Building a Machine Learning Model for Title Generation
This article was published as a part of the Data Science Blogathon
In this article, I will use the YouTube Trends database and Python programming language to train a language model that generates text using learning tools, which will be used for the task of making youtube video articles or for your blogs.
The topic generator is a function of Natural Language Processing and is a subject between several Machine Learning, including text compilation, text speaking, and discussion programs.
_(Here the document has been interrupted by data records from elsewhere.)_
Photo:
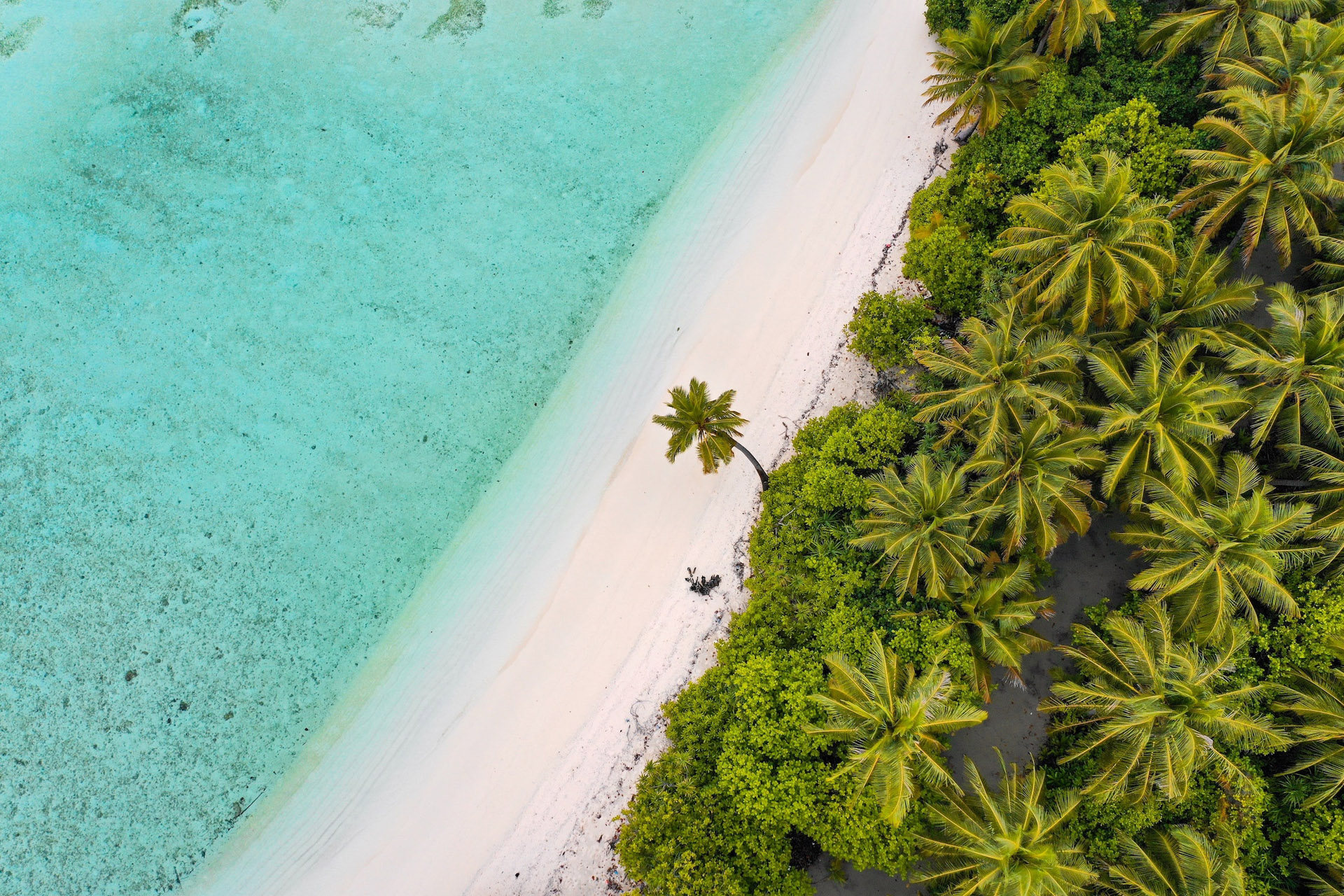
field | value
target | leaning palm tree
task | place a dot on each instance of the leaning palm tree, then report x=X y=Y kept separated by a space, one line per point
x=1032 y=485
x=1317 y=700
x=895 y=722
x=1275 y=167
x=992 y=613
x=1198 y=304
x=710 y=424
x=1221 y=27
x=1164 y=418
x=1298 y=374
x=1006 y=371
x=1285 y=51
x=923 y=526
x=1011 y=843
x=983 y=73
x=1069 y=23
x=1177 y=862
x=1155 y=710
x=1217 y=559
x=1096 y=248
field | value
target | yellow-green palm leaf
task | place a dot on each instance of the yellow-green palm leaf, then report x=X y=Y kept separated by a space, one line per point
x=1298 y=372
x=1098 y=251
x=1221 y=27
x=923 y=524
x=1069 y=23
x=1006 y=371
x=1177 y=862
x=897 y=723
x=1004 y=843
x=1031 y=489
x=1275 y=167
x=1154 y=710
x=983 y=71
x=1218 y=559
x=1163 y=418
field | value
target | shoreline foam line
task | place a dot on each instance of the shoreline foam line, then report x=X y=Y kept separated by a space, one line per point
x=517 y=638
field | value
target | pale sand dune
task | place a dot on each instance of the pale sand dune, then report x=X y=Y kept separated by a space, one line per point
x=503 y=723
To create a title-generating work model or a text generator, the model must be trained to learn whether a word may occur, using words that already appear in sequence as context.
What is Natural Language Processing
Natural Language Processing (NLP) is often used for textual segregation activities such as spam detection and emotional analysis, text production, language translation, and text classification. Text data can be viewed in alphabetical order, word order, or sentence sequence. In general, text data is considered a sequence of words in most problems. In this article, we will enter, a process using simple sample data. However, the steps discussed here apply to any NLP activities. In particular, we will use TensorFlow2, Keras to obtain text processing which includes:
Building the Machine Learning Model for Title Generation
I will start this project of building a title generator with Python and machine learning by importing libraries and reading data sets. The data sets I use for this project can be downloaded from here.
Importing the necessary libraries Building the Machine Learning Model for Title Generation
Importing libraries before we start working on them. Here, I have used Keras and TensorFlow as the main libraries for our model as it is a highly productive interface for solving such problems, with a deep learning approach.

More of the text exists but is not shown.